IEEE Trans Neural Syst Rehabil Eng. 2019 Apr;27(4):652-663. doi: 10.1109/TNSRE.2019.2903404. Epub 2019 Mar 7.
Identifying the target speaker in hearing aid applications is an essential ingredient to improve speech intelligibility. Recently, a least-squares-based method has been proposed to identify the attended speaker from single-trial EEG recordings for an acoustic scenario with two competing speakers. This least-squares-based auditory attention decoding (AAD) method aims at decoding auditory attention by reconstructing the attended speech envelope from the EEG recordings using a trained spatio-temporal filter. While the performance of this AAD method has been mainly studied for noiseless and anechoic acoustic conditions, it is important to fully understand its performance in realistic noisy and reverberant acoustic conditions. In this paper, we investigate AAD using EEG recordings for different acoustic conditions (anechoic, reverberant, noisy, and reverberant-noisy). In particular, we investigate the impact of different acoustic conditions for AAD filter training and for decoding. In addition, we investigate the influence on the decoding performance of the different acoustic components (i.e., reverberation, background noise, and interfering speaker) in the reference signals used for decoding and the training signals used for computing the filters. First, we found that for all considered acoustic conditions it is possible to decode auditory attention with a considerably large decoding performance. In particular, even when the acoustic conditions for AAD filter training and for decoding are different, the decoding performance is still comparably large. Second, when using speech signals affected by either reverberation and/or background noise there is no significant difference in decoding performance ( ) compared to when using clean speech signals as reference signals. In contrast, when using reference signals affected by the interfering speaker, the decoding performance significantly decreases. Third, the experimental results indicate that it is even feasible to use training signals affected by reverberation, background noise and/or the interfering speaker for computing the filters.
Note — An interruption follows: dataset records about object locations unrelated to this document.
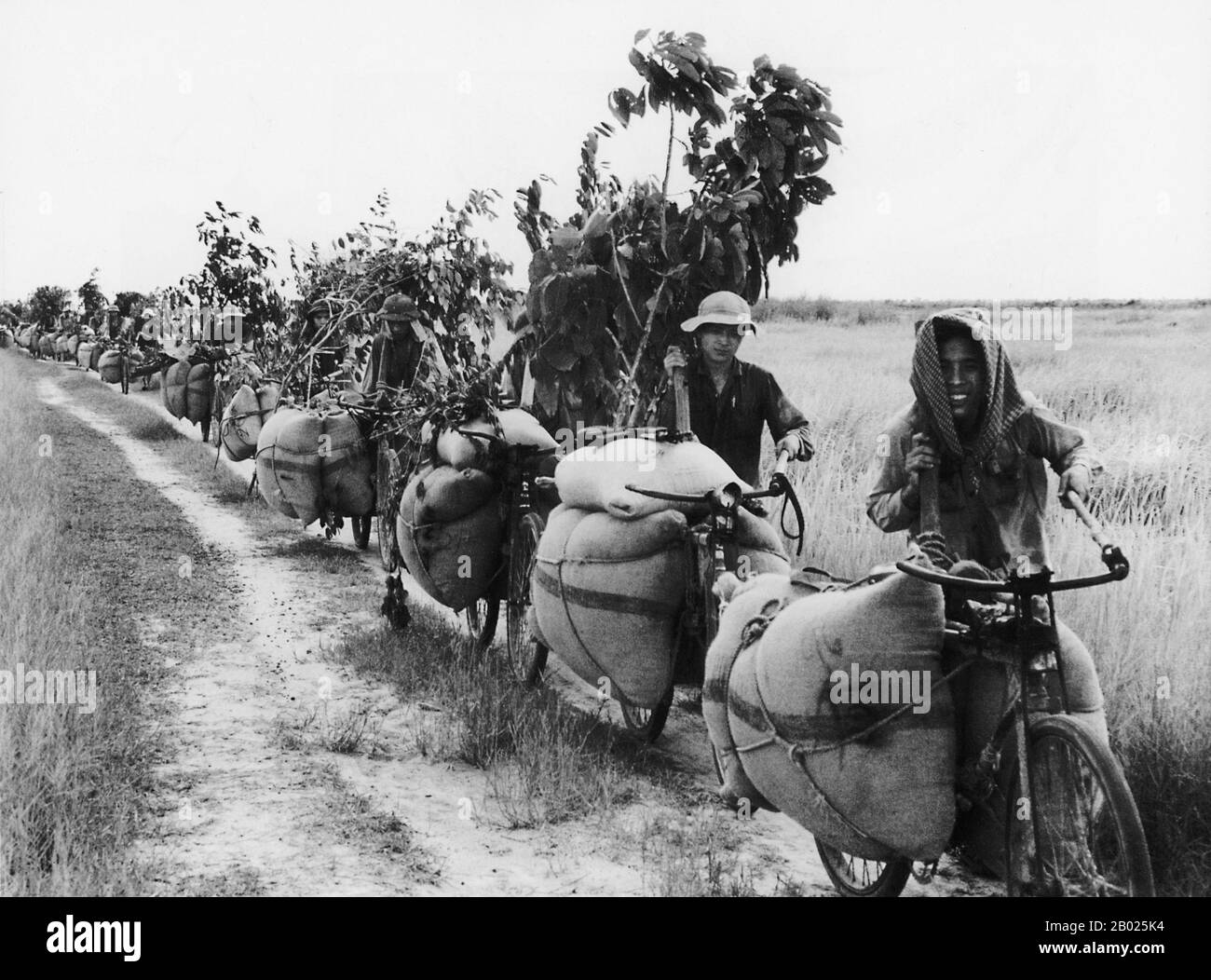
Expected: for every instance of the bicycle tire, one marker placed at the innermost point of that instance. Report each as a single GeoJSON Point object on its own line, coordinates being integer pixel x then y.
{"type": "Point", "coordinates": [1112, 859]}
{"type": "Point", "coordinates": [646, 723]}
{"type": "Point", "coordinates": [863, 878]}
{"type": "Point", "coordinates": [525, 652]}
{"type": "Point", "coordinates": [361, 527]}
{"type": "Point", "coordinates": [386, 510]}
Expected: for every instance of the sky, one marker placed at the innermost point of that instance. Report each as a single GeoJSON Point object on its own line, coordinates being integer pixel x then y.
{"type": "Point", "coordinates": [989, 150]}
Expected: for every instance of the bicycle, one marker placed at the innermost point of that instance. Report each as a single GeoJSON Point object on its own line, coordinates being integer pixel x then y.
{"type": "Point", "coordinates": [711, 551]}
{"type": "Point", "coordinates": [1069, 822]}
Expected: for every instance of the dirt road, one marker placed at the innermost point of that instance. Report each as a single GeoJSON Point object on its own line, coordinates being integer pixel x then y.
{"type": "Point", "coordinates": [251, 798]}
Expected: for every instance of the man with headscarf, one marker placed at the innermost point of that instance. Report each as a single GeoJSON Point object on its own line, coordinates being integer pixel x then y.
{"type": "Point", "coordinates": [988, 441]}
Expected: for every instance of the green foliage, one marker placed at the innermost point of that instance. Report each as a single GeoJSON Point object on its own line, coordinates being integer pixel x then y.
{"type": "Point", "coordinates": [238, 271]}
{"type": "Point", "coordinates": [131, 303]}
{"type": "Point", "coordinates": [608, 287]}
{"type": "Point", "coordinates": [439, 402]}
{"type": "Point", "coordinates": [45, 306]}
{"type": "Point", "coordinates": [455, 279]}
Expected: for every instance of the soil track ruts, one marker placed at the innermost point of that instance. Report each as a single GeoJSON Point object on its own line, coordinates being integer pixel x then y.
{"type": "Point", "coordinates": [246, 660]}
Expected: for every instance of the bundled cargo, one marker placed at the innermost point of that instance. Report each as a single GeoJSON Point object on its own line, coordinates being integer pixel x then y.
{"type": "Point", "coordinates": [468, 444]}
{"type": "Point", "coordinates": [110, 367]}
{"type": "Point", "coordinates": [606, 596]}
{"type": "Point", "coordinates": [818, 676]}
{"type": "Point", "coordinates": [176, 378]}
{"type": "Point", "coordinates": [757, 549]}
{"type": "Point", "coordinates": [594, 477]}
{"type": "Point", "coordinates": [198, 392]}
{"type": "Point", "coordinates": [309, 463]}
{"type": "Point", "coordinates": [742, 604]}
{"type": "Point", "coordinates": [243, 419]}
{"type": "Point", "coordinates": [449, 533]}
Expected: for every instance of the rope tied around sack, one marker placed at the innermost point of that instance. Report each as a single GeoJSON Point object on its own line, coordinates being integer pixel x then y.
{"type": "Point", "coordinates": [798, 753]}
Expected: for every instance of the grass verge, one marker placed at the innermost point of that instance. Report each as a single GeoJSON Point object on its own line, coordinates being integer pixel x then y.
{"type": "Point", "coordinates": [71, 782]}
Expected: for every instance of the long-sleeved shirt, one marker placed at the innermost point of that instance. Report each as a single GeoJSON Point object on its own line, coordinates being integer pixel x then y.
{"type": "Point", "coordinates": [395, 360]}
{"type": "Point", "coordinates": [1004, 519]}
{"type": "Point", "coordinates": [730, 420]}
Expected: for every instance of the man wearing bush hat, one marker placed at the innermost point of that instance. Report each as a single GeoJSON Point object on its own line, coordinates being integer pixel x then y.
{"type": "Point", "coordinates": [989, 441]}
{"type": "Point", "coordinates": [399, 349]}
{"type": "Point", "coordinates": [328, 347]}
{"type": "Point", "coordinates": [731, 400]}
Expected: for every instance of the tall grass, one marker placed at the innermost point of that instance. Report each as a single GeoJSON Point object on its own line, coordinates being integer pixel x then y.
{"type": "Point", "coordinates": [1135, 378]}
{"type": "Point", "coordinates": [69, 782]}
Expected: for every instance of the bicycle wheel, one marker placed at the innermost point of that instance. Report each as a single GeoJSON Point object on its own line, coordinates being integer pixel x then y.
{"type": "Point", "coordinates": [863, 878]}
{"type": "Point", "coordinates": [525, 653]}
{"type": "Point", "coordinates": [1090, 839]}
{"type": "Point", "coordinates": [481, 619]}
{"type": "Point", "coordinates": [362, 532]}
{"type": "Point", "coordinates": [646, 723]}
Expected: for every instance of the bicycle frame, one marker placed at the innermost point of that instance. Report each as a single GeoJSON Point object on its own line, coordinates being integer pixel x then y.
{"type": "Point", "coordinates": [1036, 653]}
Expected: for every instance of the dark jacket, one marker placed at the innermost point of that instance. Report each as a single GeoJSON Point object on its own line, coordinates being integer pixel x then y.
{"type": "Point", "coordinates": [392, 365]}
{"type": "Point", "coordinates": [730, 422]}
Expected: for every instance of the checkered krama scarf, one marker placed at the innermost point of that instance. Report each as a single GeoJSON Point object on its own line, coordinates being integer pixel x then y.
{"type": "Point", "coordinates": [1001, 402]}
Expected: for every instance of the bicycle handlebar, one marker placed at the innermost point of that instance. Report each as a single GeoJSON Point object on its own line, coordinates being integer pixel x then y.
{"type": "Point", "coordinates": [1115, 563]}
{"type": "Point", "coordinates": [778, 486]}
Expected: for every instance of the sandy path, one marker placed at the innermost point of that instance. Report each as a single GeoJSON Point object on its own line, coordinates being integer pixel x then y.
{"type": "Point", "coordinates": [241, 811]}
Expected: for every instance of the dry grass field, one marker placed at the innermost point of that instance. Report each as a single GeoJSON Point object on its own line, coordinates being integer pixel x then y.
{"type": "Point", "coordinates": [1135, 377]}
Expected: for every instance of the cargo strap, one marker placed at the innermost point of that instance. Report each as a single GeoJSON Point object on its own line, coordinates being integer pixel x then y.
{"type": "Point", "coordinates": [594, 600]}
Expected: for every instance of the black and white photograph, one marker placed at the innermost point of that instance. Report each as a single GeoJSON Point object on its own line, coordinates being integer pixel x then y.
{"type": "Point", "coordinates": [649, 450]}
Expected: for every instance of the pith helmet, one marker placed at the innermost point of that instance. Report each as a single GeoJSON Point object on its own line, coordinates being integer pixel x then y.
{"type": "Point", "coordinates": [722, 307]}
{"type": "Point", "coordinates": [399, 306]}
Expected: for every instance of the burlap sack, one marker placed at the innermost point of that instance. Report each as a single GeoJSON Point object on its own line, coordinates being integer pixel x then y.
{"type": "Point", "coordinates": [453, 561]}
{"type": "Point", "coordinates": [289, 464]}
{"type": "Point", "coordinates": [606, 595]}
{"type": "Point", "coordinates": [346, 467]}
{"type": "Point", "coordinates": [873, 794]}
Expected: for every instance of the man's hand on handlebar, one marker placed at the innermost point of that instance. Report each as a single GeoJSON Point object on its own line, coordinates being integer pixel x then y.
{"type": "Point", "coordinates": [796, 446]}
{"type": "Point", "coordinates": [1074, 479]}
{"type": "Point", "coordinates": [674, 359]}
{"type": "Point", "coordinates": [923, 456]}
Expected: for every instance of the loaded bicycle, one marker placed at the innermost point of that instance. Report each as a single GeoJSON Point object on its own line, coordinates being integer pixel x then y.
{"type": "Point", "coordinates": [1056, 794]}
{"type": "Point", "coordinates": [713, 549]}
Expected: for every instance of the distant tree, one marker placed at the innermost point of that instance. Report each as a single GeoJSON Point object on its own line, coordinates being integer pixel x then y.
{"type": "Point", "coordinates": [240, 271]}
{"type": "Point", "coordinates": [609, 286]}
{"type": "Point", "coordinates": [45, 306]}
{"type": "Point", "coordinates": [92, 297]}
{"type": "Point", "coordinates": [131, 303]}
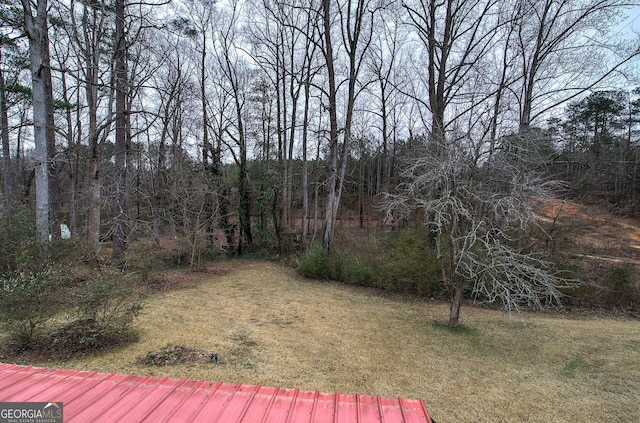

在助听器应用中识别目标说话人是提高语音可懂度的重要组成部分。最近,提出了一种基于最小二乘的方法,用于从具有两个竞争说话人的声场景的单试 EEG 记录中识别关注的说话人。这种基于最小二乘的听觉注意力解码(AAD)方法旨在通过使用训练的时空滤波器从 EEG 记录中重建关注的语音包络来解码听觉注意力。虽然该 AAD 方法的性能主要在无噪声和消声声学条件下进行了研究,但在实际的噪声和混响声学条件下充分了解其性能非常重要。在本文中,我们使用 EEG 记录针对不同的声学条件(消声、混响、噪声和混响噪声)研究 AAD。特别是,我们研究了不同的声学条件对 AAD 滤波器训练和解码的影响。此外,我们还研究了在用于解码和计算滤波器的训练信号中参考信号中不同声学分量(即混响、背景噪声和干扰说话人)对解码性能的影响。首先,我们发现,对于所有考虑的声学条件,都可以使用相当大的解码性能来解码听觉注意力。特别是,即使 AAD 滤波器训练和解码的声学条件不同,解码性能仍然相当大。其次,当使用受混响和/或背景噪声影响的语音信号作为参考信号时,与使用清洁语音信号作为参考信号相比,解码性能没有显著差异()。相比之下,当使用受干扰说话人影响的参考信号时,解码性能会显著下降。第三,实验结果表明,即使使用受混响、背景噪声和/或干扰说话人影响的训练信号来计算滤波器,也是可行的。